NORMAN — Joe Castiglione has heard some make “money-grab” comments about the move to allow alcohol sales at University of Oklahoma sporting events.
That’s far from the case, the OU director of athletics said on Friday, noting $80,000 was the approximate net revenue following a recent seven-month pilot program for alcohol sales.
Just moments earlier, the OU Board of Regents passed President James Gallogly’s recommendation to authorize the permanent sale and advertising of alcoholic beverages at athletic events and facilities beginning in 2019.
Passage came after the pilot program tested alcohol sales at sporting events including basketball games, softball games, baseball games and the Sooners’ spring football game.
Some could look at the $8.50 that the school charged for a 20-ounce beer during the spring game and think Oklahoma’s athletic department account would be overflowing with cash.
“This idea wasn’t driven by some type of revenue windfall that we might make if we open it up. That’s not the impetus behind this,” Castiglione said. “It was really hearing from fans — quite a few fans — wanting an opportunity that they get in other venues for football, basketball, baseball, whatever it is, throughout the state of Oklahoma and in places they travel.

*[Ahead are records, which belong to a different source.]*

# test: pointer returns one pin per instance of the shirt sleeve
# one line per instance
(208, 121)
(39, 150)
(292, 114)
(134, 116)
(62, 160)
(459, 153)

“It’s becoming more common. It’s been common in pro sports venues for a long time. It’s certainly become more common in collegiate facilities for the past five or 10 years.”
Tulsa (2016) and Oklahoma State (2018) recently began alcohol sales during home football games. OU joins OSU, Texas and West Virginia as Big 12 schools where fans can purchase beer throughout the stadium.
Revenues from alcohol sales will be allocated for facilities, capital projects and programs for the benefit of the patrons and the fan experience.
The biggest test for beer sales was the spring football game. Castiglione said the school was watching the numbers.
The OU director of athletics said out of the 50,000 that attended the Friday night contest, about 6,000 beers were sold, which was the proportion that the school anticipated.
Fans have raised the issue of alcohol sales at sporting events for years, but the school took a slow approach, Castiglione said.
“We’ve had one of the more conservative philosophies here, and it’s been for good reason. It’s been something that we didn’t think we needed to do and I don’t think we’re forced to do it either,” Castiglione said. “I think it’s just considering the response that’s come from our fans. They are coming to the games on a regular basis. We want them to continue to come to the games on a regular basis. They might come in and purchase one — and depending on the event, maybe two. It’s not something that has been abused at all.”
The school reported to regents that no specific incidents had been reported related to the sale of alcohol as part of the pilot program.
“We realize that this is not for everybody. We understand and appreciate the fans that don’t like the idea. We’re considerate about their experience too,” Castiglione said. “But percentage-wise, we don’t expect this to be a large percentage of the fan base in those seats on game days. It’s just a small portion.”
Castiglione knows there always will be cynics thinking OU is doing this because of something contrary to their statement.
“I just tell them they’re wrong. It is what it is,” he said. “It’s not something that I think is going to be the greatest part of the experience at our venue, it’s just part of the experience. For those, the small group that want this opportunity, we are able to offer it to them. Some fans like something else. We’re trying to think about what we can do.
“We can’t be all things to all people, but we’re trying to figure out what drives the best fan experience for the people at the University of Oklahoma. That’s an ongoing effort and will always be that way as we continue to evolve with fan interest.”